Carpați
- An old Romanian pack of Carpați cigarettes, with a Romanian text warning at the bottom of the pack.
- Product type: Cigarette
- Produced by: Fabrica de Țigarete din Sfântu-Gheorghe (lit. 'Sfântu-Gheorghe Tobacco Factory'), a division of Galaxy Tobacco
- Country: Kingdom of Romania
- Introduced: 1931; 95 years ago
- Discontinued: March 2010; 16 years ago
- Markets: Kingdom of Romania, Socialist Republic of Romania, Romania

= Carpați (cigarette) =

Discontinued Romanian cigarette brand

Carpați was a Romanian brand of cigarettes. It was owned manufactured by the Sfântu-Gheorghe Tobacco Factory, a subsidiary of Galaxy Tobacco. The brand is named after the Carpathian Mountains spanning Central and Eastern Europe.

==History==
Carpați was launched in 1931 in the Kingdom of Romania, but production expanded significantly after the 1950s under the Communist regime, when this brand was produced in 6 factories (Timișoara, Sfântu Gheorghe, Târgu Jiu, Râmnicu Sărat, Iași and Bucharest). Each factory produced the cigarette with significant individual variations of the original recipe, giving birth to different preferences of Carpați smokers towards the producing factory. Throughout its production history, both filtered and unfiltered, king-size (85 mm) and short (70 mm) cigarettes were available under this brand, in either a soft or hard package, typically 20 cigarettes per pack. Furthermore, between 1950 and 1990, Carpați cigarettes were also available loose, typically sold by the dozen, in specialty tobacco stores. Only full strength cigarettes were ever produced, and the most popular model (and the only one produced until 2010) was the unfiltered, 70 mm variant in a soft, paper pack. Up until they discontinued the brand in 2010, only a few thousands packs are produced each year, and mainly sold as a nostalgia item.
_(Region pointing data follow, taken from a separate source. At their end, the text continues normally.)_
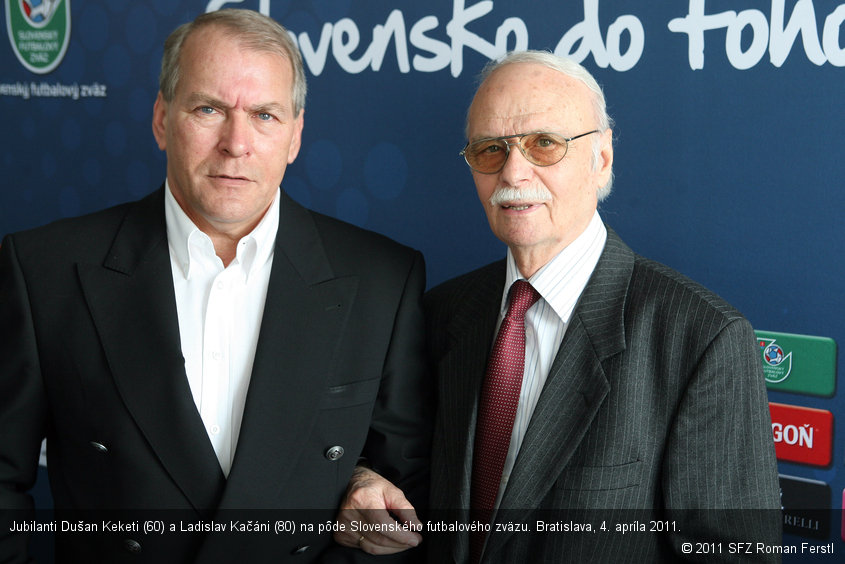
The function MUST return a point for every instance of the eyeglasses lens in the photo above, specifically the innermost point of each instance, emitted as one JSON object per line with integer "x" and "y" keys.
{"x": 542, "y": 149}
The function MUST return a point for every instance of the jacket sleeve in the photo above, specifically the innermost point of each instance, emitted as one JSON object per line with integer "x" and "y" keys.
{"x": 22, "y": 405}
{"x": 720, "y": 473}
{"x": 399, "y": 442}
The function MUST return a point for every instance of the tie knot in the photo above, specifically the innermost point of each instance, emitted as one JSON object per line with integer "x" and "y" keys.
{"x": 522, "y": 296}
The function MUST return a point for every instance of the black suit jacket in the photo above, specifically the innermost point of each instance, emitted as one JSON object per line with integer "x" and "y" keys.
{"x": 654, "y": 409}
{"x": 90, "y": 357}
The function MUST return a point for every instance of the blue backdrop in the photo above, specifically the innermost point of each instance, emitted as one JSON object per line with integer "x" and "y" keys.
{"x": 727, "y": 139}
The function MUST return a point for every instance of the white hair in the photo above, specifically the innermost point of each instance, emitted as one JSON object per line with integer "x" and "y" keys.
{"x": 574, "y": 70}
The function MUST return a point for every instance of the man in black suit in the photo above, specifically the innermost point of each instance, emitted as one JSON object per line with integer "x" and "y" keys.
{"x": 620, "y": 392}
{"x": 213, "y": 349}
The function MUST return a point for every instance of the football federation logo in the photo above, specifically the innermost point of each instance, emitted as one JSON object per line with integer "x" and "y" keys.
{"x": 776, "y": 364}
{"x": 39, "y": 31}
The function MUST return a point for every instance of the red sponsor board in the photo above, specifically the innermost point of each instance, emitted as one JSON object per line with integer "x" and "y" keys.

It was one of the cheapest cigarettes available on the market, becoming a favorite amongst students, factory workers and in the military, at one point in the 1970s accounting for more than 60% of the total sales in Romania.

However, ever since the introduction of foreign brands after the Romanian Revolution and subsequent privatization of the factory, market share of Carpați cigarettes dropped to a mere 10%, and they were only sold on the internal market in Romania.

The production of this brand was discontinued in March 2010, and the Sfântu-Gheorghe Tobacco Factory closed its doors on 21 December 2010, after 113 years of cigarette production.